Between March and August 2020, 3776 patients with confirmed COVID-19 were admitted to the hospital. Of these, 102 were excluded from the study due to the lack of clinical and epidemiological data. Thus data of 3674 were analyzed.

Table 1 Demographic characteristics of 3674 patients admitted to the hospital with confirmed COVID-19, and drugs administered to them during their entire hospitalization (Hospital das Clínicas, University of Sao Paulo, Brazil—30 March–30 August, 2020)

Demographic characteristics of the patients are shown in Table 1. The in-hospital mortality rates were: 49% (724/1475) among patients who were admitted directly to an ICU; and 20% (441/2199) among patients who were admitted to a ward P < 0.001 (HR 1.43; 95% CI 1.26–1.61). 821,532 prescriptions of administered drugs were included in the analysis.

Fig. 1
figure 1

Correlation between the 10 most prescribed drugs and outcome, considering all the patients evaluated. The size of a bubble indicates how frequently a drug was administered. The color of a bubble indicates the Matthews correlation of the drug with death (shades of red) or discharge (shades of blue). A color scale is provided to indicate the numerical correlation (from \(-1\) to \(+1\)). The weeks are considered based on the onset of symptoms. (IV intravenous)

Patients’ prescriptions were evaluated for each week considering the date of the onset of symptoms. Prescriptions of 1476 (40.2%) patients were evaluated in the first week of symptoms; 2871 (78.1%) on the second week; 2467 (67.1%) on the third week; and 1598 (43.5%) patients were evaluated on the fourth week and later. Figure 1 shows a bubble chart per week since the onset of symptoms with the ten most prescribed drugs. There is, for example, a strong correlation between the administration of furosemide and patient death, especially in weeks 3 and 4. On the other hand, there is a strong correlation between the administration of anticoagulants and patient discharge, especially in week 3 and later. Antivirals were the fifth most prescribed drugs during the first week, but were not frequently administered in later weeks or considering the entire period. In contrast, vasoactive drugs were one of the ten most prescribed drugs in general and in the first three weeks, but not in week 4 and later.

Fig. 2
figure 2

Correlation between drug administration and outcome, considering the 10 most frequently prescribed drugs in week 1 of the onset of symptoms. The prescriptions were divided according to patient age groups. The size of a bubble indicates how frequently a drug was administered. The color of a bubble indicates the Matthews correlation of the drug with death (shades of red) or discharge (shades of blue). A color scale is provided to indicate the numerical correlation (from \(-1\) to \(+1\)). (IV intravenous)

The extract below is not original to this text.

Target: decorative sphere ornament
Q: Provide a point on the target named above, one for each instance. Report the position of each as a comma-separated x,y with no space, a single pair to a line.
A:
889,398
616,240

A visualization of the most prescribed drugs according to age group in week 1 is shown in Fig. 2. In general, anticoagulants were the most frequently administered drugs in the first week and were more correlated with patient discharge, but there were differences between age groups. For patients between ages 50 and 60, anticoagulants were more correlated to patient discharge. A similar correlation was found for patients between ages 70 and 101, although with a greater frequency of administration. For the remaining age groups, and in general, no correlation between anticoagulants and outcome was observed.

Antibiotics were the second most frequently administered drugs in week 1. For patients between ages 50 and 60, these drugs were strongly correlated with death, but were less frequently administered in comparison to the other age groups. Yet, for ages between 0 and 50, antibiotics were more correlated with patient discharge and more frequently prescribed.

Fig. 3
figure 3

Correlation between drug administration and outcome, considering the 10 most frequently prescribed drugs in Week 2 of the onset of symptoms. The size of a bubble indicates how frequently a drug was administered. The color of a bubble indicates the Matthews correlation of the drug with death (shades of red) or discharge (shades of blue). A color scale is provided to indicate the numerical correlation (from \(-1\) to \(+1\)). (IV intravenous)

Figure 3 shows a bubble chart with the most frequently administered drugs in week 2. Similarly to week 1, anticoagulants were the most prescribed drugs for all age groups. However, in contrast to the first week, these drugs were correlated with patient discharge in all age groups, especially for ages 60 and above.

Fig. 4
figure 4

Correlation between drug administration and outcome, considering the 10 most frequently prescribed drugs in week 3 of the onset of symptoms. The size of a bubble indicates how frequently a drug was administered. The color of a bubble indicates the Matthews correlation of the drug with death (shades of red) or discharge (shades of blue). A color scale is provided to indicate the numerical correlation (from \(-1\) to \(+1\)). (IV intravenous)

Fig. 5
figure 5

Correlation between drug administration and outcome, considering the 10 most frequently prescribed drugs in week 4 of the onset of symptoms. The size of a bubble indicates how frequently a drug was administered. The color of a bubble indicates the Matthews correlation of the drug with death (shades of red) or discharge (shades of blue). A color scale is provided to indicate the numerical correlation (from \(-1\) to \(+1\)). (IV intravenous)

Figures 4 and 5 show the most frequently administered drugs in weeks 3 and 4, respectively. As before, anticoagulants were the most prescribed drugs and were correlated with patient discharge.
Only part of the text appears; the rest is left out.